A third concern is that an expanded NIPT could challenge a justifiable distribution of healthcare resources. As resources are scarce and should be distributed equally, efforts must be taken to demarcate the scope of prenatal screening tests to prevent unnecessary follow-up of clinically insignificant findings. Besides, when prenatal screening is offered within the context of a public health programme and is upheld by taxpayers, there should be transparency with regard to the utility of the test [
15]. This also underlines the importance of ensuring the proportionality of a test.
When considering the costs of prenatal screening it should be noted that a widespread implementation and uptake of prenatal screening programmes is likely to lead to the birth of fewer affected children, which reduces the costs associated with their healthcare and support. Although this should not be an aim of prenatal screening, these long-term costs savings are undeniably part of a cost-effectiveness analysis of new screening tests [
15].
From the pillar of justice another limitation can be derived: expanded NIPT should be available for all pregnant women, which may increase the costs of the programme. This limitation may change over time as the technology improves and becomes cheaper.
Limits set by societal aspects
In discussions on the expansion of the scope of NIPT, concerns are reiterated that have already been raised in the context of earlier prenatal screening programmes, such as discrimination and stigmatisation of people with chronic diseases. New societal aspects, unique to expanded NIPT, are raised as well.
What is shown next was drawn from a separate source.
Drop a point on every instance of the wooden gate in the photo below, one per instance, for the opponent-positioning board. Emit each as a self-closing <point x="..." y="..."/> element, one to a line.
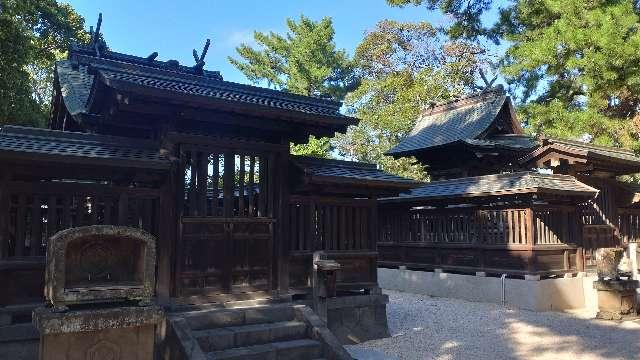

Professionals noted in the interviews, for instance, that a benefit of an expanded scope could be a removal of the focus of prenatal testing on Down syndrome. Down syndrome is the most common of the three trisomies and in the Netherlands first-trimester screening for chromosomal abnormalities is often referred to as a ‘test for Down syndrome’. By expanding the scope of prenatal screening this focus could shift, which might reduce concerns related to discriminatory messages conveyed by the screening programme. This benefit of the expansion is also acknowledged by parents of children with Down syndrome, who experience the focus on Down as stigmatising for their children [
63]. On the other hand, the Dutch Health Council mentioned that expanded NIPT is not free from the allegation of stigmatisation either, as, for instance, a list of selected disorders can be thought of as ‘subjective’ and vulnerable to stigmatisation of specific groups, too [
17]. According to some professionals, an expanded scope might reduce the acceptance of children with a disability: “
With 22q11 deletion, [children] can be mentally retarded, etc. When people hear a story like that, they tend to terminate [the pregnancy]. I find it very hard. Everybody wants a healthy child; I understand that. So it is good to have these options. On the other hand, I am afraid that, when more [screening] becomes possible, what space is there for children with a disability? I find it terrible that there may be no respect or no care [for these children].” (I10, midwife).
Adverse societal consequences of an expanded scope are also mentioned by pregnant women and parents of children with Down syndrome, who fear a loss of diversity in society and a ‘slippery slope’, implying that people might want to start testing for increasingly trivial abnormalities [
57,
63]. However, respondents questioned whether these consequences of an expanded scope will occur and denied that society will eventually be without children with a disorder or disability. Although it is difficult to predict the societal consequences (if any) of NIPT or how these would limit the expansion of its scope, it is clear that negative consequences for people with disabilities should be mitigated, and the practice of prenatal screening should be monitored continuously, not only with a focus on the risks and benefits for individuals, but also for its wider societal implications.